COJFD Chief Joe Porter said fire departments share resources and manpower during hazmat situations.
“Scott [Mast] knows what we’ve got available here, I know what he’s got, we all know what equipment Mount Vernon has,” he said. “The chiefs are doing a really good job now of working together, and sharing resources.
“It may say COJFD on the side, but it can be used anywhere in the county,” said Porter, pointing at a trailer his department is refitting with equipment.
Attending Monday’s special meeting where the decision was made to recommend the EMA sell the county’s hazmat truck and trailer, the chiefs agreed that while the county does not have the resources to maintain the equipment or operate a county hazmat team, cooperation between departments gives the county fire service greater capabilities.
Hazmat teams in Licking, Delaware and Richland counties are also available should a major hazmat emergency strike the county. Knox County fire officials are familiar with what other counties can offer in a hazmat crisis.
Miller said the extensive training he and other firefighters have completed in hazmat has not been wasted, even though the county does not have a hazmat team. He said he feels comfortable his training would help him know what mutual aid to request in a major hazmat situation.
“I may not have these resources,” he said, “but I know where to get them.”

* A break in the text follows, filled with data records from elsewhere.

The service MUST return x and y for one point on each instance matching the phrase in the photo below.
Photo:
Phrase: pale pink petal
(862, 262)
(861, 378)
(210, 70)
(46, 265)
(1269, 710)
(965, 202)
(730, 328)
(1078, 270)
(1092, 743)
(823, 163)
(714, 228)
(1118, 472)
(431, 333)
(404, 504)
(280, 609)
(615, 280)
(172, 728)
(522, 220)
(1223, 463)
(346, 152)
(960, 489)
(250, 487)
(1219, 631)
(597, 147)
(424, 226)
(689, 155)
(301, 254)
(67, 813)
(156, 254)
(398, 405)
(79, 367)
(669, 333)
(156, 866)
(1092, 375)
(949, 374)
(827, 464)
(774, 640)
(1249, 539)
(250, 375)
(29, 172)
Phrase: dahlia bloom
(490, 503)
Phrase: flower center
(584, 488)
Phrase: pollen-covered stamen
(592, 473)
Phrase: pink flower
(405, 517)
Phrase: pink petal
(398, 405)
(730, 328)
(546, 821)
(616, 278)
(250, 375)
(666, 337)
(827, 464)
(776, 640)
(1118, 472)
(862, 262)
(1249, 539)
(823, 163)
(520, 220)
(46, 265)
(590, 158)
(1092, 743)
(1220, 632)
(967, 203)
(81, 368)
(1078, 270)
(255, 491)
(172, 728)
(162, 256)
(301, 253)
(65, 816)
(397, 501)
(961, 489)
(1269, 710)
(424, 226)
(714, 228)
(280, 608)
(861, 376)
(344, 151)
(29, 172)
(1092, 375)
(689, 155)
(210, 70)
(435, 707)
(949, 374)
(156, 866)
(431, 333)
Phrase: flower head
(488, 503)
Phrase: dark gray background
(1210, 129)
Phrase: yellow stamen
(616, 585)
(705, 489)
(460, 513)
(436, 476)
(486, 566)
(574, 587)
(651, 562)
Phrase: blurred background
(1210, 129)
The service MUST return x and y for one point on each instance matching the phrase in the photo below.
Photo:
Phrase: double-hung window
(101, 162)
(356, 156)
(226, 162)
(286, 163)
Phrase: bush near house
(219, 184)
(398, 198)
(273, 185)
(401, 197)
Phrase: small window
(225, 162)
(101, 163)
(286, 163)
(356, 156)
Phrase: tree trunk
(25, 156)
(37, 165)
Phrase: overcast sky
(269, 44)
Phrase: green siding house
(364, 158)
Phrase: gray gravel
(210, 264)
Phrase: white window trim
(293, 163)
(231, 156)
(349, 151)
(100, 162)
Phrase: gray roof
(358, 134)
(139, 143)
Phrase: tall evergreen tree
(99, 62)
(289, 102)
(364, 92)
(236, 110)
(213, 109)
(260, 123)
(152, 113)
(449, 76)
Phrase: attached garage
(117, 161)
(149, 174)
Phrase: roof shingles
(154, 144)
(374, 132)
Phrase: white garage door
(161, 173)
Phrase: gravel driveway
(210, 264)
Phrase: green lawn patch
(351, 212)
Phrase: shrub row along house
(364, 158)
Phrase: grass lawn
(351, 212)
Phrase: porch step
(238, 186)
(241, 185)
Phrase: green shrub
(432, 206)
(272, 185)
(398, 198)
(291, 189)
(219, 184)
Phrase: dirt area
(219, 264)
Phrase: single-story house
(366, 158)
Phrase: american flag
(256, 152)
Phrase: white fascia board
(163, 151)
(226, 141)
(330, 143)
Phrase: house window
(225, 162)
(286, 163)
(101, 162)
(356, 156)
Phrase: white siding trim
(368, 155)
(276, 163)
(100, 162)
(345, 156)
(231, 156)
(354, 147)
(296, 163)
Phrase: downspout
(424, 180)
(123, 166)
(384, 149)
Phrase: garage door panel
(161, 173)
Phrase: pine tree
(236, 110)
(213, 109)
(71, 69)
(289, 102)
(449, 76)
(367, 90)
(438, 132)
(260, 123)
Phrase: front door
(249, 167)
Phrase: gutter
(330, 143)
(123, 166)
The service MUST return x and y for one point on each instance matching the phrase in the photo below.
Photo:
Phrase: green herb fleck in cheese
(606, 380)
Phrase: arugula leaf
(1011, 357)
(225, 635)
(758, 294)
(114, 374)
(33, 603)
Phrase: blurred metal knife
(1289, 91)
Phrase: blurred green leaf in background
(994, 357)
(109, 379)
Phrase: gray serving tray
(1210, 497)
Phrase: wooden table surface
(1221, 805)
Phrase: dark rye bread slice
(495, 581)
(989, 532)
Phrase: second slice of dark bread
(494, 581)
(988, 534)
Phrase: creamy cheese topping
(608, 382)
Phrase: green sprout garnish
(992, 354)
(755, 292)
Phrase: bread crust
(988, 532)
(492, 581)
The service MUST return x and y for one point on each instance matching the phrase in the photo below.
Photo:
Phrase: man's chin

Chiefs were asked at Monday’s meeting if they thought the county had the resources and trained personnel to continue dealing with the day-to-day hazmat situations facing local fire departments, without the aid of a countywide hazmat team, or county hazmat trailer.
All agreed they feel confident that by continuing to share resources, and keeping open lines of communication between their departments and hazmat teams outside the county, the loss of the trailer will not affect the level of hazmat protection in Knox County.